Due to its high salt content, cooking sherry doesn’t have a pleasant taste and you should avoid drinking it.
On the other hand, it won’t harm you if you use it in moderation when cooking, but it’s a good idea to reduce the amount of salt you add to a dish when using cooking sherry, as you may find that you don’t need any extra salt at all.
Are sherry vinegar and cooking sherry the same thing?
Cooking sherry and sherry vinegar are derived from the same fortified wine but can be used in different ways.
Cooking sherry is a wine comparable to Madeira or Marsala, while sherry vinegar is a fermented wine with that acidic taste of vinegar, making it an ideal substitute for balsamic vinegar or use in salad dressings.

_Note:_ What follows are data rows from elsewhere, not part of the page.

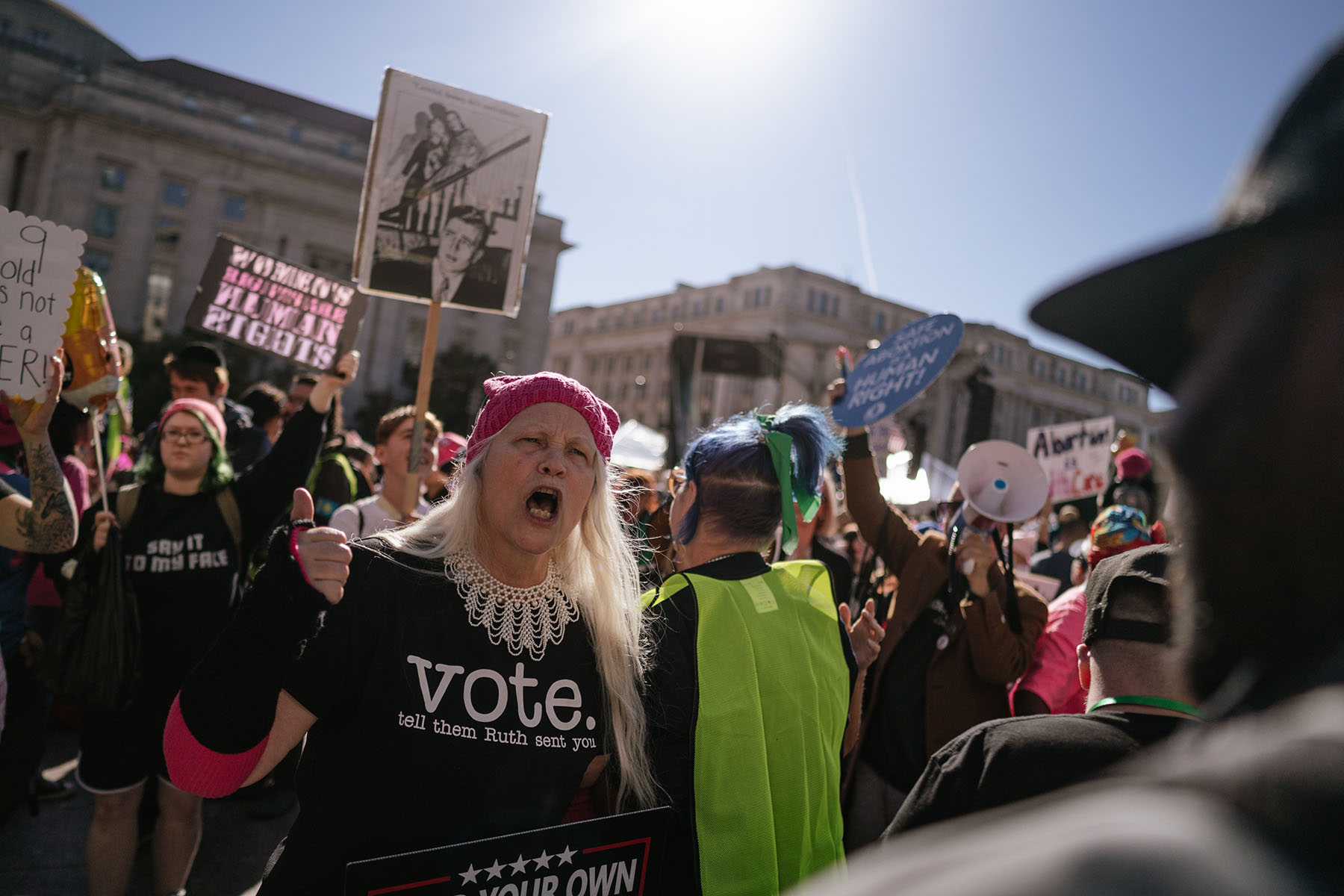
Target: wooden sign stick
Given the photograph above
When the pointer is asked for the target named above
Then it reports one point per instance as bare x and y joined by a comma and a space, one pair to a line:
414, 474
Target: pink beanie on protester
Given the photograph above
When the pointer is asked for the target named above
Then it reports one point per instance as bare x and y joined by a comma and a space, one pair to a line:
208, 413
1132, 464
507, 395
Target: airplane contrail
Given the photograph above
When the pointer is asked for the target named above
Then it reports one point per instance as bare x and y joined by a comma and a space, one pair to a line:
863, 227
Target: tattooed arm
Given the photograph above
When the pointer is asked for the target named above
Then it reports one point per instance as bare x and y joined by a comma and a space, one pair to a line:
46, 523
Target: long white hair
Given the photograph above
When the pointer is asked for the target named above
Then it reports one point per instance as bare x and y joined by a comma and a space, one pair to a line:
597, 561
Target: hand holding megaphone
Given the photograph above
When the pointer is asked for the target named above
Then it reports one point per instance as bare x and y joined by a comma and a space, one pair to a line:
976, 556
322, 553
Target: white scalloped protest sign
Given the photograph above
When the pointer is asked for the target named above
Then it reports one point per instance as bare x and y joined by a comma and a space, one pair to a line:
38, 265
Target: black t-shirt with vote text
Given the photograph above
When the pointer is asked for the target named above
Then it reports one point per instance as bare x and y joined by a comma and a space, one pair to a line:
426, 732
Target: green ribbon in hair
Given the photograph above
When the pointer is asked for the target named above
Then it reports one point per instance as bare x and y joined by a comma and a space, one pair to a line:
791, 491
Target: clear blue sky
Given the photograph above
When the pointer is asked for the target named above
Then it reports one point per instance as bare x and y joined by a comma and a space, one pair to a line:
999, 147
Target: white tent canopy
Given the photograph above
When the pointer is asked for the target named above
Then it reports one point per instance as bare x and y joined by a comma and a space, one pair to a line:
638, 445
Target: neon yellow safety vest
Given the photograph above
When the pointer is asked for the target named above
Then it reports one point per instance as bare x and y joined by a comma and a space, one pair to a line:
773, 702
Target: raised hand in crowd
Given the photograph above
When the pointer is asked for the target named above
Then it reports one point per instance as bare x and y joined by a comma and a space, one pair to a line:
866, 633
331, 383
46, 521
320, 551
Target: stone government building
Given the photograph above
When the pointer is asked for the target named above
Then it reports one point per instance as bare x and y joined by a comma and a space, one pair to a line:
152, 158
998, 386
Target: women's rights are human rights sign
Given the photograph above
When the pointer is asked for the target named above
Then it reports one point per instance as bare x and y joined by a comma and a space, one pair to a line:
38, 265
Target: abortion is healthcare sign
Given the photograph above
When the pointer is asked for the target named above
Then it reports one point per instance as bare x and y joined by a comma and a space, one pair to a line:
609, 856
893, 375
1074, 455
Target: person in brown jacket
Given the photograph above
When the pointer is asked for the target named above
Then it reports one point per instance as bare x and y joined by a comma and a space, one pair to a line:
953, 645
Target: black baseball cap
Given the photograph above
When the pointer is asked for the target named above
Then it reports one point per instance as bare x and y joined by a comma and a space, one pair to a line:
1147, 564
1139, 312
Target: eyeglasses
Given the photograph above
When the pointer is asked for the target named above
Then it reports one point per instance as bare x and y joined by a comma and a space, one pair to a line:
190, 437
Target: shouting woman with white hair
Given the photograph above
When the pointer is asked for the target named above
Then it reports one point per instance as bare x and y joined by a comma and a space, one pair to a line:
473, 673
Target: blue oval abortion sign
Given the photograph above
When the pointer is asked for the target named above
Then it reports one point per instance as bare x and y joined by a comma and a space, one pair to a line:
892, 375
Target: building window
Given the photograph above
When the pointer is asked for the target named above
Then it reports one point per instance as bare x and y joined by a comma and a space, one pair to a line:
235, 207
112, 178
329, 261
96, 261
167, 234
158, 293
104, 220
176, 193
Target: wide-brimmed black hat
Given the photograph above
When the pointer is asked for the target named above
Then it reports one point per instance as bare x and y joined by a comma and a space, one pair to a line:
1139, 311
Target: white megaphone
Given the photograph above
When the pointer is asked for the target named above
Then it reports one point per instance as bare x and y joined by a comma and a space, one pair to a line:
1001, 482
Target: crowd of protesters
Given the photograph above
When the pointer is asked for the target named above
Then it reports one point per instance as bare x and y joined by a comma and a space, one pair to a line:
806, 682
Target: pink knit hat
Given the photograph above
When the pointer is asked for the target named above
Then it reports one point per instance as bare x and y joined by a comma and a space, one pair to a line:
1132, 464
208, 413
507, 395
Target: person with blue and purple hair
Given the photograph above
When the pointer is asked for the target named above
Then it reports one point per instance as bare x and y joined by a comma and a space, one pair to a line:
754, 673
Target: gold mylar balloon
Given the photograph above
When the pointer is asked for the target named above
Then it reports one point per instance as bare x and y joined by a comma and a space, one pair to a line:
93, 361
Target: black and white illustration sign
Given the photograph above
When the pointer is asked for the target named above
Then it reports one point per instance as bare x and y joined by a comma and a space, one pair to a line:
276, 307
449, 196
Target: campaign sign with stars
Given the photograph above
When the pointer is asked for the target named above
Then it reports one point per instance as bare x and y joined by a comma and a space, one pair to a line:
603, 857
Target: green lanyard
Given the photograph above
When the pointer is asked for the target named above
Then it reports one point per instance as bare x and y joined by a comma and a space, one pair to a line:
791, 491
1162, 703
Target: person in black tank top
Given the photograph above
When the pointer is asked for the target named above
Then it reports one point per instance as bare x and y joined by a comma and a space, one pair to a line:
472, 675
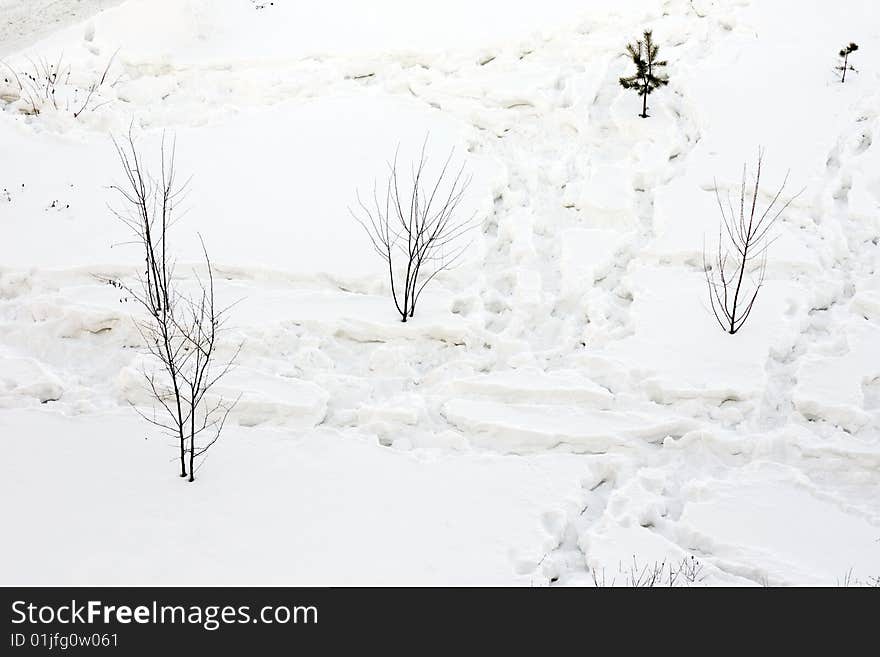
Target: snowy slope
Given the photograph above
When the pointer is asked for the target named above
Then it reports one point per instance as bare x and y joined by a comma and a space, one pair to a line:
563, 403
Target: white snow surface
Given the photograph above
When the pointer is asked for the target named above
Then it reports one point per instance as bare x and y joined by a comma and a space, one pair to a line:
562, 405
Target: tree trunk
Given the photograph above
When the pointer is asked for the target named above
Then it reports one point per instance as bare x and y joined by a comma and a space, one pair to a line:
182, 454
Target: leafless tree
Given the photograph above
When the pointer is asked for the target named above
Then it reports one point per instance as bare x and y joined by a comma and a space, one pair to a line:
735, 275
659, 574
416, 230
180, 330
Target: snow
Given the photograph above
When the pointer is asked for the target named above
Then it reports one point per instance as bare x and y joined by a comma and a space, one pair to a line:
562, 405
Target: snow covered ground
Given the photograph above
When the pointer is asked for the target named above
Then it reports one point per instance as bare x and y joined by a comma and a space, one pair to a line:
562, 405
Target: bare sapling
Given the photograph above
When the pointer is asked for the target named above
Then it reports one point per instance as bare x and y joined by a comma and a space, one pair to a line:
180, 329
415, 228
736, 273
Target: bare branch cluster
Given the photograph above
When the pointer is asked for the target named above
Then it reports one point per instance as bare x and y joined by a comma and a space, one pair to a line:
43, 84
844, 65
180, 331
415, 230
659, 574
736, 273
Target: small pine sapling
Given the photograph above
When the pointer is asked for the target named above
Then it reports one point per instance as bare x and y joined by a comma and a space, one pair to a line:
647, 77
845, 65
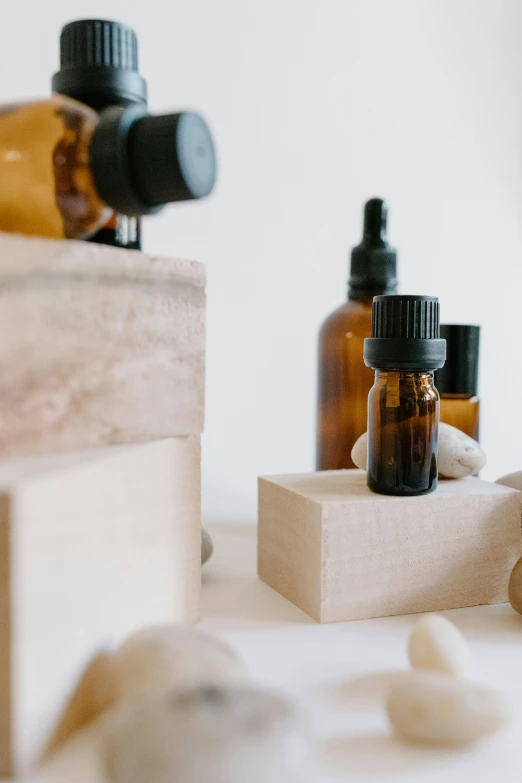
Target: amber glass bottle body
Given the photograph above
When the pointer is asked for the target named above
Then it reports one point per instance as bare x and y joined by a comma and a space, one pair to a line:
461, 411
46, 185
344, 383
403, 418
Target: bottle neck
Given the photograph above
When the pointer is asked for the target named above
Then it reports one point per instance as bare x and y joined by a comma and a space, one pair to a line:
356, 294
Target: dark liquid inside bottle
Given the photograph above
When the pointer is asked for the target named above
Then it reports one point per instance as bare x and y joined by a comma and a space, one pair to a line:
403, 414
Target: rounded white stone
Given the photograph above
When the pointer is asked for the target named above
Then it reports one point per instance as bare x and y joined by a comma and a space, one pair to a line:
170, 656
430, 708
513, 480
222, 734
437, 645
459, 455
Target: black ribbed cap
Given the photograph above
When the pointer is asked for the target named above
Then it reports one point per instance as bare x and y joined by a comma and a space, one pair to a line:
99, 64
405, 334
140, 162
460, 373
373, 268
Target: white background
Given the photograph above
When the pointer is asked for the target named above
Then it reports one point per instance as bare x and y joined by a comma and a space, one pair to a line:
315, 106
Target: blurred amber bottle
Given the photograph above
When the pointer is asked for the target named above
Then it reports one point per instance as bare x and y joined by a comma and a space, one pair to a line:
457, 381
64, 169
344, 379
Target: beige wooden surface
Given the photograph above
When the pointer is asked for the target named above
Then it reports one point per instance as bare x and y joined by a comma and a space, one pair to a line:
89, 336
341, 552
92, 546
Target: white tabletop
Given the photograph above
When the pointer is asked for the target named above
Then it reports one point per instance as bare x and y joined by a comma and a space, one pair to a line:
339, 673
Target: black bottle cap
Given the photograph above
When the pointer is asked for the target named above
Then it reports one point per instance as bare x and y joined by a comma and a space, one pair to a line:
99, 64
405, 334
140, 162
373, 268
460, 373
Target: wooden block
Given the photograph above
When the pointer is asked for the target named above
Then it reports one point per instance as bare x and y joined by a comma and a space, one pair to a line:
92, 546
340, 552
97, 346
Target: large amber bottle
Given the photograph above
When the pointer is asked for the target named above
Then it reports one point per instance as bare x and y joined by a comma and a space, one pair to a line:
99, 67
64, 169
457, 381
403, 408
344, 380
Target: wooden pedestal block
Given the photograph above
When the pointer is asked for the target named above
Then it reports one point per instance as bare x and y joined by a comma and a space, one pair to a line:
97, 346
92, 546
340, 552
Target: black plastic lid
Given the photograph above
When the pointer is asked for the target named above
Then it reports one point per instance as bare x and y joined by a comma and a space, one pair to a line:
405, 334
140, 162
99, 64
373, 268
460, 373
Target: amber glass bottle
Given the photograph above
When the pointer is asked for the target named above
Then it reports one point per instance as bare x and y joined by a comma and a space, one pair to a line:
64, 169
343, 379
99, 67
403, 405
457, 381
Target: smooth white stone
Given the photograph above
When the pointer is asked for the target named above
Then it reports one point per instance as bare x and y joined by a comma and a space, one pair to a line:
171, 656
513, 480
360, 451
221, 734
437, 645
435, 709
459, 455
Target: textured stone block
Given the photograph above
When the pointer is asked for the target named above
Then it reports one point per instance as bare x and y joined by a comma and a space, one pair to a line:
97, 346
340, 552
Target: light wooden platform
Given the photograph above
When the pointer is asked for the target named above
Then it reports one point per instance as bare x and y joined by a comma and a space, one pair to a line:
92, 547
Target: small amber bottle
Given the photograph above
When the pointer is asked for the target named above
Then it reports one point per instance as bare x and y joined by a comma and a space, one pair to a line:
457, 381
343, 379
403, 406
64, 169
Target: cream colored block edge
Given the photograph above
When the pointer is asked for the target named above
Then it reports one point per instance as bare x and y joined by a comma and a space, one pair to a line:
92, 546
340, 552
98, 346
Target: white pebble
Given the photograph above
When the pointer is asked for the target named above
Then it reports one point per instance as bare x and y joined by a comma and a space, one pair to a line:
162, 657
437, 645
459, 455
435, 709
513, 480
209, 734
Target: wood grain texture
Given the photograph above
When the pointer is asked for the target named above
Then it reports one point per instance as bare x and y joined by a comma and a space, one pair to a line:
97, 346
101, 544
380, 556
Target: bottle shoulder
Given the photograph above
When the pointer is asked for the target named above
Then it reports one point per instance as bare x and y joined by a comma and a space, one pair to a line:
352, 315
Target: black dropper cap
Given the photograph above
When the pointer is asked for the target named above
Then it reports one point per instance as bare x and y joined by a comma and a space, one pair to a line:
460, 373
140, 162
373, 268
99, 64
405, 334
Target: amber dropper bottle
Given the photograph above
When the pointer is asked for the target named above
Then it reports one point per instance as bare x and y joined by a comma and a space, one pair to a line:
403, 406
344, 381
457, 381
99, 67
64, 169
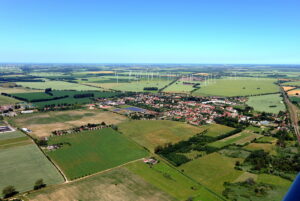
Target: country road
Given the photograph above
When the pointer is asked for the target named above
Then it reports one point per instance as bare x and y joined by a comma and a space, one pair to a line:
293, 110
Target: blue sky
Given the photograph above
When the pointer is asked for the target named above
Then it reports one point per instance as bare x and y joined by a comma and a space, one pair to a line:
153, 31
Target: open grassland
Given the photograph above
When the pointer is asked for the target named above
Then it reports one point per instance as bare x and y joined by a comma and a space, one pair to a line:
4, 100
140, 85
238, 87
22, 163
118, 185
267, 147
56, 98
171, 181
89, 152
295, 83
295, 92
288, 88
215, 130
267, 139
271, 103
150, 134
281, 186
179, 87
17, 90
212, 170
42, 124
57, 85
238, 139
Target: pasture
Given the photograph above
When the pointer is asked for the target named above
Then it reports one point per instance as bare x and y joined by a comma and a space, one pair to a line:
138, 86
294, 83
170, 180
4, 100
272, 103
295, 92
57, 85
215, 130
56, 98
267, 147
118, 185
212, 170
42, 124
22, 163
238, 139
89, 152
149, 133
238, 87
180, 87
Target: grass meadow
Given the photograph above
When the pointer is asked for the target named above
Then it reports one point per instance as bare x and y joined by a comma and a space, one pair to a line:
149, 133
272, 103
4, 100
22, 163
212, 170
89, 152
238, 139
57, 85
238, 87
171, 181
118, 184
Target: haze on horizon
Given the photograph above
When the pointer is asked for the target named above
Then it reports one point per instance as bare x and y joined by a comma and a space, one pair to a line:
191, 31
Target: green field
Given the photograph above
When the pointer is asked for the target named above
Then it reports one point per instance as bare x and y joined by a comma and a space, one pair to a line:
4, 100
272, 103
22, 163
212, 170
149, 133
118, 184
215, 130
89, 152
171, 181
238, 139
139, 86
62, 97
179, 87
239, 87
296, 83
57, 85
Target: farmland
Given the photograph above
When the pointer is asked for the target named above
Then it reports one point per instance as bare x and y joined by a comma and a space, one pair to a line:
4, 100
140, 85
295, 83
272, 103
56, 98
180, 87
42, 124
238, 87
215, 130
89, 152
57, 85
170, 180
239, 139
22, 163
118, 184
152, 133
212, 170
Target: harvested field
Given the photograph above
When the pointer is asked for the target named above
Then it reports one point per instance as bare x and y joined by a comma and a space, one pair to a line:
118, 185
212, 170
150, 134
239, 139
42, 124
89, 152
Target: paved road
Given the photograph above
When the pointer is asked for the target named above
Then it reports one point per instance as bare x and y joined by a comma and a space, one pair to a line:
293, 110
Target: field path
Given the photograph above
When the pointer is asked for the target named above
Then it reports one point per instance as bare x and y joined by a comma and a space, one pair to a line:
293, 110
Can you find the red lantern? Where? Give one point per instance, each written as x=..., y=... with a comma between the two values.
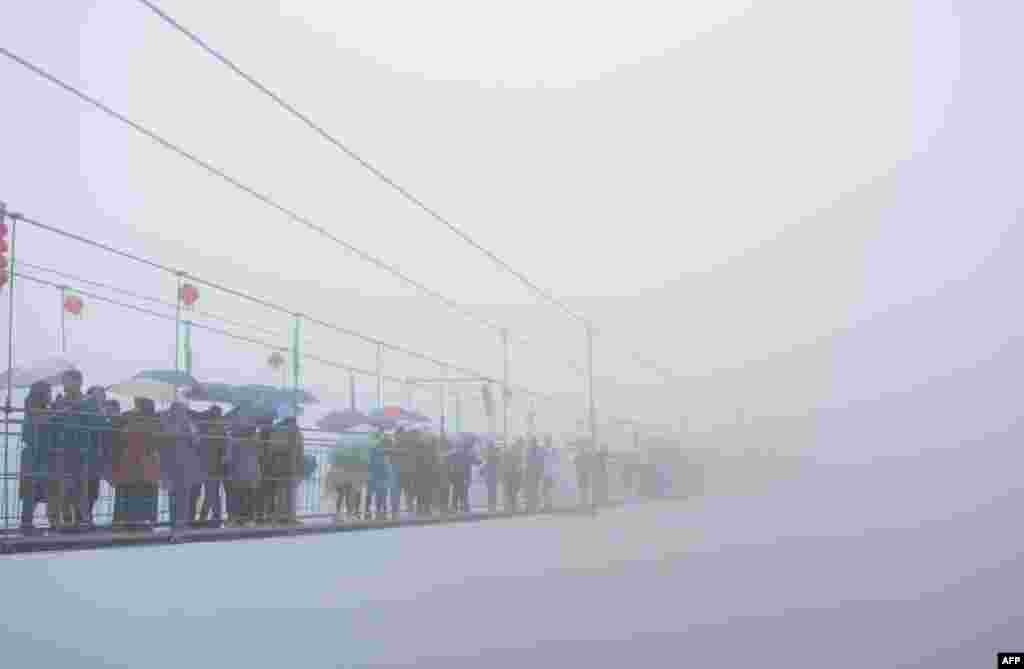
x=74, y=305
x=188, y=295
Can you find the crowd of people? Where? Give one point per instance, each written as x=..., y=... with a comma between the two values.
x=73, y=442
x=421, y=472
x=244, y=468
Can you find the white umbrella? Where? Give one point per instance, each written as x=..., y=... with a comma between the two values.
x=148, y=388
x=48, y=369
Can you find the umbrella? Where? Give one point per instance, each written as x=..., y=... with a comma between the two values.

How long will cooking sherry last?
Cooking sherry is an enriched wine and has added sodium to increase its shelf life.
However, once opened, the flavor will still quickly dissipate, and usually, the better the wine, the quicker you need to use it.
That said, cooking wines are made to last you a while, so an unopened bottle of sherry stored in a dark, cool place should stay fresh for 12 months.
Once you’ve opened your bottle, be sure to cork the bottle tightly and store it in the refrigerator for one to three weeks, but no longer than a month.
Generally, you should store cooking sherry in a dry, cool pantry out of direct sunlight and use it before the "best used by" date on the bottle, typically within a few months.